Huot : ce qu’il fallait démontrer

Un enseignant avait décrété un jour que je n’avais pas la bosse des maths, et je n’avais donc plus rien fait ensuite pour contredire le diagnostic sans appel de cet éminent spécialiste. C’était l’époque où on était convaincu qu’il n’y avait pas de mauvais professeurs mais seulement de mauvais élèves. Et qu’entre ceux qui étaient bons en tout et ceux qui n’étaient bons à rien, la plupart des autres avaient des bosses… et des fosses. En particulier pour certaines matières comme les langues, les maths et les arts, comme si ces disciplines impénétrables relevaient de compétences strictement innées, que les élèves en étaient dotés ou dépourvus, sans degré intermédiaire, et qu’il était inutile de s’acharner dans le second cas. Bref, j’étais et resterai mauvais en math quoi qu’il advienne. J’avais donc choisi une section classique avec le minimum d’heures de cours consacrées à cette matière. On peut imaginer la tâche ingrate qui incombait aux professeurs chargés de les assurer à l’intention d’étudiants tels que moi !

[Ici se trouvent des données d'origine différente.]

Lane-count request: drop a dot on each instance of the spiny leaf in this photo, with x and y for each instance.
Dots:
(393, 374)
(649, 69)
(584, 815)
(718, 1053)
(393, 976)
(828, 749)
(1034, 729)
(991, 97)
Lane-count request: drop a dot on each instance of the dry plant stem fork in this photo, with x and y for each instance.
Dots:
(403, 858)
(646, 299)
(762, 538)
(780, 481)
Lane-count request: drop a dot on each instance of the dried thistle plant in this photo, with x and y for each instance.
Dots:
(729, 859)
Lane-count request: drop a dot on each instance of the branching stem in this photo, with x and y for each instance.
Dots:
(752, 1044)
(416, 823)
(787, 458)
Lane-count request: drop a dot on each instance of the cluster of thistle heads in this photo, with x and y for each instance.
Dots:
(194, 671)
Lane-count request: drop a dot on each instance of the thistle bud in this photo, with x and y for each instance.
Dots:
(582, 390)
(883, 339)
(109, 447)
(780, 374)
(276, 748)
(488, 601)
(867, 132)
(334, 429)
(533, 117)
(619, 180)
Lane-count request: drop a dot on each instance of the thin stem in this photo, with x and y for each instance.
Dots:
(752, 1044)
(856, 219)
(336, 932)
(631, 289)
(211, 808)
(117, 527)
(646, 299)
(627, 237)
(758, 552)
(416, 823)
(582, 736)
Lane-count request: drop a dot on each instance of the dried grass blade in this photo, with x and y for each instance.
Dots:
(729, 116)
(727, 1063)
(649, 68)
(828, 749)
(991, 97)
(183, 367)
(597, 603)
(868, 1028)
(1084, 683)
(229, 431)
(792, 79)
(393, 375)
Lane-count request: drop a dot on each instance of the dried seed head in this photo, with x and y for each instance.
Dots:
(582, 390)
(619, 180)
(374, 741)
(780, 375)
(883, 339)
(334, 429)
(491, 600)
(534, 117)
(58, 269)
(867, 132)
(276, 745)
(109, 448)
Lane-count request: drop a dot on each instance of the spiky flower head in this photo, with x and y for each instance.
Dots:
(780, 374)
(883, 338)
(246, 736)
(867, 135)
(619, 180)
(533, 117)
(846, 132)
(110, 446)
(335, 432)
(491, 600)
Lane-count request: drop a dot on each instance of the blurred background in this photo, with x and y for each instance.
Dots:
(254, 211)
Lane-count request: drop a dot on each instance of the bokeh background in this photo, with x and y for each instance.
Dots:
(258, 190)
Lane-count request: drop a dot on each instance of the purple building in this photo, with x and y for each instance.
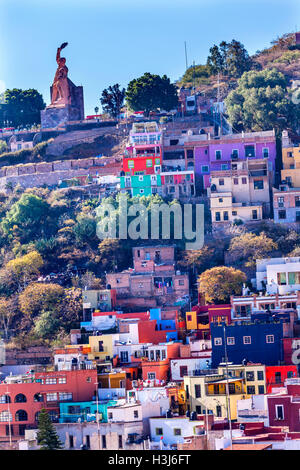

Contrairement à ces collègues, M. Huot – dont nous n’avons profité malheureusement qu’une seule année – n’était pas désespéré et encore moins dédaigneux face à notre inaptitude aussi profonde pour les maths que notre désintérêt. Cheveux roux taillés en brosse, petit et sec, notre homme compensait sa stature de poids Welter par une énergie à toute épreuve. Il marchait dans les couloirs, remuait devant le tableau et parcourait la classe comme s’il était sans cesse pressé par une question de vie ou de mort, alors que la désinvolture, hautaine ou nonchalante, était à l’époque plutôt de mise chez les étudiants comme chez les professeurs. Huot avait déjà une longue expérience à son actif, comme en témoignait son front barré d’une multitude de rides elles aussi sans cesse en mouvement. Il prétendait qu’il les devait à tous les tracas causés par les générations successives d’étudiants à qui il avait dû enseigner les mathématiques.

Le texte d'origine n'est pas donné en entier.